Scientists at the Massachusetts Institute of Technology (MIT) in the US have developed a new Artificial Intelligence (AI) model that can predict early which SARS-CoV-2 variants are likely to cause new waves of infection. Current models used to predict the dynamics of viral transmission do not predict variant-specific spread.
The team led by Retsef Levi from MIT’s Sloan school of management studied what factors could shape the viral spread based on an analysis of 9 m (90 lakh) SARS-CoV-2 genetic sequences collected by the Global Initiative on Sharing Avian Influenza Data (GISAID) from 30 countries, along with data on vaccination rates, infection rates, and other factors.
The findings are published in the journal PNAS Nexus.

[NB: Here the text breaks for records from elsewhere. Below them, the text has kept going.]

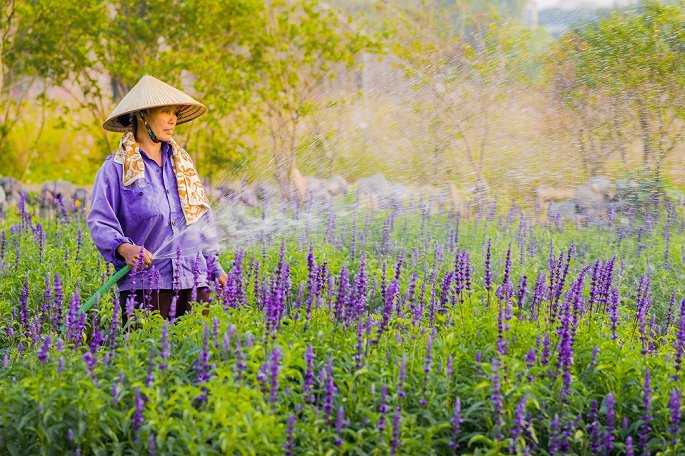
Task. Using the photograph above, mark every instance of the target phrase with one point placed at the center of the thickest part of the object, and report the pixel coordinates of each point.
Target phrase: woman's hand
(131, 254)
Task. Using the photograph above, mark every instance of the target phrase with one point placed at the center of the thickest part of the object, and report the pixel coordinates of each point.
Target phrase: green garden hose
(112, 280)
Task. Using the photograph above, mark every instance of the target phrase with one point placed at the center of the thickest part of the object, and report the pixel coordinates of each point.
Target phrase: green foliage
(60, 405)
(631, 65)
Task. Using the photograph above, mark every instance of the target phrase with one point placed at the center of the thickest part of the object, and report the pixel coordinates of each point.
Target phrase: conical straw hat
(150, 92)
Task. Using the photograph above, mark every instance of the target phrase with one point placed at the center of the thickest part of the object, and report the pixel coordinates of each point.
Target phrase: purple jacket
(147, 213)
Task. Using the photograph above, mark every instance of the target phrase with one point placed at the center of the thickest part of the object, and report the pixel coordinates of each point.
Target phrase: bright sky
(582, 3)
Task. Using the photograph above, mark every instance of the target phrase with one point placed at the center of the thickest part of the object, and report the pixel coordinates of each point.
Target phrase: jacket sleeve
(105, 228)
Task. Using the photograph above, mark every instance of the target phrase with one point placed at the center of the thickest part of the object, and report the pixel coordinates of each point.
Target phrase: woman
(147, 193)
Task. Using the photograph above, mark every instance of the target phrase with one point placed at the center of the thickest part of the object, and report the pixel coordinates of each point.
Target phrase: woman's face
(162, 120)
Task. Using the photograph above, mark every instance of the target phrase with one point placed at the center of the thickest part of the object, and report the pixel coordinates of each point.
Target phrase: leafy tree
(42, 44)
(463, 57)
(623, 78)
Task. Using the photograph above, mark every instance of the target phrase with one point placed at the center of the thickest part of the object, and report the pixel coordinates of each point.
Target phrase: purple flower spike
(396, 429)
(497, 399)
(290, 439)
(43, 354)
(611, 419)
(139, 405)
(274, 368)
(488, 271)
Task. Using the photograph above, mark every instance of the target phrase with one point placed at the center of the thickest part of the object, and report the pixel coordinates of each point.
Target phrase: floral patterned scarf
(190, 191)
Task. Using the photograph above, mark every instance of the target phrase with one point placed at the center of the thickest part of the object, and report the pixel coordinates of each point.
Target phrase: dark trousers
(161, 301)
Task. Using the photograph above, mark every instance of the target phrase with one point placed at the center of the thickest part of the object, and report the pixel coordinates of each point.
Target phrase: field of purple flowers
(405, 331)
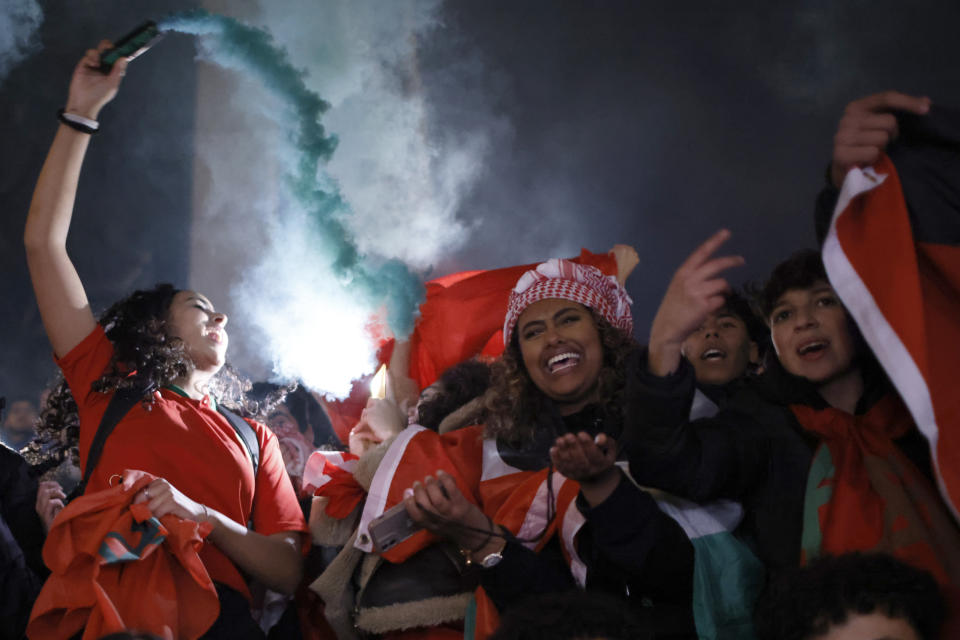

The patterns that emerged from this analysis were used to build a machine learning-enabled risk assessment model. The model can detect 72.8% of the variants in each country that will cause at least 1,000 cases per million (10 lakh) people in the next three months after an observation period of only one week after detection. This predictive performance increases to 80.1% after two weeks of observation.
Among the strongest predictors that a variant will become infectious are the early trajectory of the infections caused by the variant, the variant’s spike mutations, and how different the mutations of a new variant are from those of the most dominant variant during the observation period. “This work provides an analytical framework that leverages multiple data sources, including genetic sequence data, and epidemiological data via machine-learning models to provide improved early signals on the spread risk of new SARS-CoV-2 variants,” said the researchers in the study.
While calling for more research, they noted that the modelling approach could potentially be extended to other respiratory viruses such as influenza, avian flu viruses, or other coronaviruses.